2014-10-12 Thread Philip Guenther
On Sun, Oct 12, 2014 at 4:12 AM, Tobias Stoeckmann
tob...@stoeckmann.org wrote:
 our syslogd is also vulnerable to rsyslog's CVE-2014-3634.  The CVE is
 about parsing the priority from network clients.  The priority boundary
 isn't properly checked, which could lead to out of bounds access later on.

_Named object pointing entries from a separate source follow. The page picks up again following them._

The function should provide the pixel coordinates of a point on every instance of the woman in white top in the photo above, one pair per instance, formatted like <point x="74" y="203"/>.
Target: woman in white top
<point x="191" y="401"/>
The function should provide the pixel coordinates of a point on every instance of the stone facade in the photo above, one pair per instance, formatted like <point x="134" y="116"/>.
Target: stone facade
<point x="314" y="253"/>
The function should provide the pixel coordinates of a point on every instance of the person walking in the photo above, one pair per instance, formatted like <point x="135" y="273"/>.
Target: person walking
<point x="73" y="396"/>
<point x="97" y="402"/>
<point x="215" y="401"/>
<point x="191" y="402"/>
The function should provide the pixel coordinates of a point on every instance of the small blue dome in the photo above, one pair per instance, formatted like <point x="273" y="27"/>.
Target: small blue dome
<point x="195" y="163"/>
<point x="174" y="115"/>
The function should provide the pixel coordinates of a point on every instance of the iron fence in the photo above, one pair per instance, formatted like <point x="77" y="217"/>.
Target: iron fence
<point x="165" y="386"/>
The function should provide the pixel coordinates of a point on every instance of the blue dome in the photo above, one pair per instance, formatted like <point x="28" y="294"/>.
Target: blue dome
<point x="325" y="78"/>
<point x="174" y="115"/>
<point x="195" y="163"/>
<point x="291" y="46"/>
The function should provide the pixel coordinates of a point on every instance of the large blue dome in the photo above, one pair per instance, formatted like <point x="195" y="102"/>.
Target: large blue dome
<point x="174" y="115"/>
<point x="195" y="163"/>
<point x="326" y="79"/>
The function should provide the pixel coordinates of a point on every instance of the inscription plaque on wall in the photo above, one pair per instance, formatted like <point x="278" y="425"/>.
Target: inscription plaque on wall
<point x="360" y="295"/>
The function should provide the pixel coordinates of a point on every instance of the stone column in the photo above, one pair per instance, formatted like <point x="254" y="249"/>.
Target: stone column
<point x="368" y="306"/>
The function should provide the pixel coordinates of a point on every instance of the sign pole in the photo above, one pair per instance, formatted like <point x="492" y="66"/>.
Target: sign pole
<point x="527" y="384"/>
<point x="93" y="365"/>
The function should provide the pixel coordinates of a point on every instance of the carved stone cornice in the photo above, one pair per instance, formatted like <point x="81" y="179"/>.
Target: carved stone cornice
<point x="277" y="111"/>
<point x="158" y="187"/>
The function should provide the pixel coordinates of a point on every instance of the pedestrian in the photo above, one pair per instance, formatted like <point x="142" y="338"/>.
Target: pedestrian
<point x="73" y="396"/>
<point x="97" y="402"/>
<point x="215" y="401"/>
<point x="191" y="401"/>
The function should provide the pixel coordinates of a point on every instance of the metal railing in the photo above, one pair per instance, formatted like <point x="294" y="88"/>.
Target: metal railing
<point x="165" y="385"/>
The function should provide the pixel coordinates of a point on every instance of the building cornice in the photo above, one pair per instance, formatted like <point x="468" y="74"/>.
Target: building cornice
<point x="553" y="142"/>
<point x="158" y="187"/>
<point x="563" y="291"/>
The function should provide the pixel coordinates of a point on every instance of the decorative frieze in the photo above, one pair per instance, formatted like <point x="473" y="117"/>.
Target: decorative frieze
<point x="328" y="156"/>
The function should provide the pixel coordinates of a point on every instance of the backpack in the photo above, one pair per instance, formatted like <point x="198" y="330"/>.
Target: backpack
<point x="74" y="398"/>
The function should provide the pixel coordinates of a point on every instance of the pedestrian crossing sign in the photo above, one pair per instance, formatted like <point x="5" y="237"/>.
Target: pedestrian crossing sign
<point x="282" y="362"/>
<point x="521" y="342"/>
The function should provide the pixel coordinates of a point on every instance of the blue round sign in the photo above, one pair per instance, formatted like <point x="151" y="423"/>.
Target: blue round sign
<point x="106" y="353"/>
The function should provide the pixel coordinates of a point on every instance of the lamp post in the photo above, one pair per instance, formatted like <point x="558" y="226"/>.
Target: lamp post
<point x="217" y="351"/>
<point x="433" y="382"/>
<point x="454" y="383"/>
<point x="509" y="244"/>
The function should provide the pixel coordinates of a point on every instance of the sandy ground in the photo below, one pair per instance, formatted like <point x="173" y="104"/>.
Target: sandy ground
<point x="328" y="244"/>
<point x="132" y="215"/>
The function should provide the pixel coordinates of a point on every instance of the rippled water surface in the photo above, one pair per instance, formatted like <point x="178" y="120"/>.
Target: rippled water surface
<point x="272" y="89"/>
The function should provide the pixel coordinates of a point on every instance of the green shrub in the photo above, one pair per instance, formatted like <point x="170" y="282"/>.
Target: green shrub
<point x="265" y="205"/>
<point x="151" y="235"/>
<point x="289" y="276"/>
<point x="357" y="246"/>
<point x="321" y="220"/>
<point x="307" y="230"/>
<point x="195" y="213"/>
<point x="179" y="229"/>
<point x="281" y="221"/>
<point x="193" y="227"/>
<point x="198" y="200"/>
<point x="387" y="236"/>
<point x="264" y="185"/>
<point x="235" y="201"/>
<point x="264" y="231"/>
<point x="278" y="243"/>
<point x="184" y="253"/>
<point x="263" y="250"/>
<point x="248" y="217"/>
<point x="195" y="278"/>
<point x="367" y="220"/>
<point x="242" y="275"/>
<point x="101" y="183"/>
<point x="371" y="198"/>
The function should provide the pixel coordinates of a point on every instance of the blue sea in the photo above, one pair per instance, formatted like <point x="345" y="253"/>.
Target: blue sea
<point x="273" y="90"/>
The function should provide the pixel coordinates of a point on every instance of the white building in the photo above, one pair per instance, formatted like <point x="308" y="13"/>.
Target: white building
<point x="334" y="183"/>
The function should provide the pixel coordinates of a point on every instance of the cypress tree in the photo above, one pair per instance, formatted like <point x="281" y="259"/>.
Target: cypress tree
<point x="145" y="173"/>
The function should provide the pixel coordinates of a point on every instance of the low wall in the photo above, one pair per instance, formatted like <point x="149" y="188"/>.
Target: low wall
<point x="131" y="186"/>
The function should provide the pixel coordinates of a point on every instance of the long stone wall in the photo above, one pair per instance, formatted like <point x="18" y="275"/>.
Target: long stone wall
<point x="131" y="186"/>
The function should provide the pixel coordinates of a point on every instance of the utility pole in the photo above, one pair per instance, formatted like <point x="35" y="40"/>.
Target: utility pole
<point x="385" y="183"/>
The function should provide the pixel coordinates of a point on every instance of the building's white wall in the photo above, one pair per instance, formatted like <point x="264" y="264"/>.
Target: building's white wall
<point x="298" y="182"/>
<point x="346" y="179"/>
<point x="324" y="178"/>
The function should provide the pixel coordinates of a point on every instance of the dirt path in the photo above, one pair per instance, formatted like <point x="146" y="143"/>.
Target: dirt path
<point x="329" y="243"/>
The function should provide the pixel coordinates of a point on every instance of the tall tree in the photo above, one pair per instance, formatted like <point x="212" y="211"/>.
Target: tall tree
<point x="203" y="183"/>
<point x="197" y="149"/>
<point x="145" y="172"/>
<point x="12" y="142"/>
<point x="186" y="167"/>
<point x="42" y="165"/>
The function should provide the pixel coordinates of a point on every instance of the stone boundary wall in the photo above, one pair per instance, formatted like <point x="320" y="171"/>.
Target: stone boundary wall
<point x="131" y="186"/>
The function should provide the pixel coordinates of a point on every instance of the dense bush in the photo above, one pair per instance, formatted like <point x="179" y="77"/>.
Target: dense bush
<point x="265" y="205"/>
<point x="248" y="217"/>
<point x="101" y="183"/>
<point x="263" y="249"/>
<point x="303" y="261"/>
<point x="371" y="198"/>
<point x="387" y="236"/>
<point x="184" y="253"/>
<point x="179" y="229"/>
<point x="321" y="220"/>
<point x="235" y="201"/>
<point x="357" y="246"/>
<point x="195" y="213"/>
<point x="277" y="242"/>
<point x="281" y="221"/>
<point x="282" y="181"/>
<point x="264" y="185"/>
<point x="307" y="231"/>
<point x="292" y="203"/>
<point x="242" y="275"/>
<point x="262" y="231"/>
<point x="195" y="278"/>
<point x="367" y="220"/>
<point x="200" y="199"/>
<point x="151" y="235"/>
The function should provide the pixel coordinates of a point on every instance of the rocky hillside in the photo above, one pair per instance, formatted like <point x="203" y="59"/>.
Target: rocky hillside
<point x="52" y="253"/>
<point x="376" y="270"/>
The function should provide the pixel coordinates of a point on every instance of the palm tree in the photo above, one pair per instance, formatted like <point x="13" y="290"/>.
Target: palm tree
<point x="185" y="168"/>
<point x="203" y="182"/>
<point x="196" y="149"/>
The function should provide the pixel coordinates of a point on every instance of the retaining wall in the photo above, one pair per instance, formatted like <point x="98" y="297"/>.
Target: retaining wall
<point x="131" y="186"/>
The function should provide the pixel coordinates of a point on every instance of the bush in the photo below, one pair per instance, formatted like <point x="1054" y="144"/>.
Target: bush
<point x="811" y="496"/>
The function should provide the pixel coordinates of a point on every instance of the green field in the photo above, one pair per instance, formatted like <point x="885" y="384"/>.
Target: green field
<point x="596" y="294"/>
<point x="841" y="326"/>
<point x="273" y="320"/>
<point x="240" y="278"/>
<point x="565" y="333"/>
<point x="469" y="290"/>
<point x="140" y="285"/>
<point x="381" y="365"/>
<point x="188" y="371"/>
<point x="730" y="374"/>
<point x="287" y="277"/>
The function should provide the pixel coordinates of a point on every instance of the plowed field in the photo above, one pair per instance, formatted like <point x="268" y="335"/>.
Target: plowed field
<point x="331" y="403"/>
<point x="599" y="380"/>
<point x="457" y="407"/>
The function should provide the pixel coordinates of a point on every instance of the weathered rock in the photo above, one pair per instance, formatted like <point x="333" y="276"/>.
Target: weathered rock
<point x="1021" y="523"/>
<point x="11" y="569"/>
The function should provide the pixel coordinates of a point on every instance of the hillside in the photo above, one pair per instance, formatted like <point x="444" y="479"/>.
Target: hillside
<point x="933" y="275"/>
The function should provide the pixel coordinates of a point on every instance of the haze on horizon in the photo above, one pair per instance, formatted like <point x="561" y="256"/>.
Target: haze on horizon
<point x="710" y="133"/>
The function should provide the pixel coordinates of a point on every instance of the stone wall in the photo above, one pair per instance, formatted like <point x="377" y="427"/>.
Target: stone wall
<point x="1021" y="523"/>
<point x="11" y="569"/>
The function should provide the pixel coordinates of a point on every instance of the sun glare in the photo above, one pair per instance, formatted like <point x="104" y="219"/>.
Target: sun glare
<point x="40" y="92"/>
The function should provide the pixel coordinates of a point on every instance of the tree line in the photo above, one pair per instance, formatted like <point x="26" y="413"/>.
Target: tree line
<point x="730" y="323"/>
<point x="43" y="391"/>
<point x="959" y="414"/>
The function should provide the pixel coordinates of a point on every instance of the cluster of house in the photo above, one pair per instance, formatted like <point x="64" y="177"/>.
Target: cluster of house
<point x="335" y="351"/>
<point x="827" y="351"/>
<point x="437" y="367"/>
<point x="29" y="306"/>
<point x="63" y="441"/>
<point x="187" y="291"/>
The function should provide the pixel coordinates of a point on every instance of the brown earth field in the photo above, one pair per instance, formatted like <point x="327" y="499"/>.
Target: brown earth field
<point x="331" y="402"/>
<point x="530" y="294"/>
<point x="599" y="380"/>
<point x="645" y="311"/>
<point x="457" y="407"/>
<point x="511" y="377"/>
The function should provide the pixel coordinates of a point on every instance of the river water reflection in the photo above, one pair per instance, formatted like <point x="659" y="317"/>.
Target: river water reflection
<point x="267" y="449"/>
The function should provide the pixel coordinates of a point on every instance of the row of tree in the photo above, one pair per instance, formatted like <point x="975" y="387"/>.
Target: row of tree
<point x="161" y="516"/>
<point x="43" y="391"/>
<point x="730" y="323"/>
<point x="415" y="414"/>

Have you actually managed to make it crash?  I've already committed a
check for this when this first came out, mapping out of bounds pri
values to LOG_USER, and at that time no one was able to crash the code
without the check...


 Thoughts? Okays?

Meh, seems like overkill.


Philip Guenther



Re: syslogd: patch for CVE-2014-3634

2014-10-12 Thread Tobias Stoeckmann
On Sun, Oct 12, 2014 at 11:47:36AM -0700, Philip Guenther wrote:
 Have you actually managed to make it crash?  I've already committed a
 check for this when this first came out, mapping out of bounds pri
 values to LOG_USER, and at that time no one was able to crash the code
 without the check...

I see your change now in revision 1.126.  Yeah, that one is enough.
Thanks for clarifying, my diff is useless then.


Tobias



Re: syslogd: patch for CVE-2014-3634

2014-10-12 Thread Stuart Henderson
On 2014/10/12 11:47, Philip Guenther wrote:
 On Sun, Oct 12, 2014 at 4:12 AM, Tobias Stoeckmann
 tob...@stoeckmann.org wrote:
  our syslogd is also vulnerable to rsyslog's CVE-2014-3634.  The CVE is
  about parsing the priority from network clients.  The priority boundary
  isn't properly checked, which could lead to out of bounds access later on.
 
 Have you actually managed to make it crash?  I've already committed a
 check for this when this first came out, mapping out of bounds pri
 values to LOG_USER, and at that time no one was able to crash the code
 without the check...

The bigger problem with rsyslog and the reason for the crash possibility
was that it used the priority as an index to lookup a human-readable
string for the priority name (one of the options in the log entry format
string is to include the *name* of the priority in log lines). So the
bad values caused a read past the end of the array.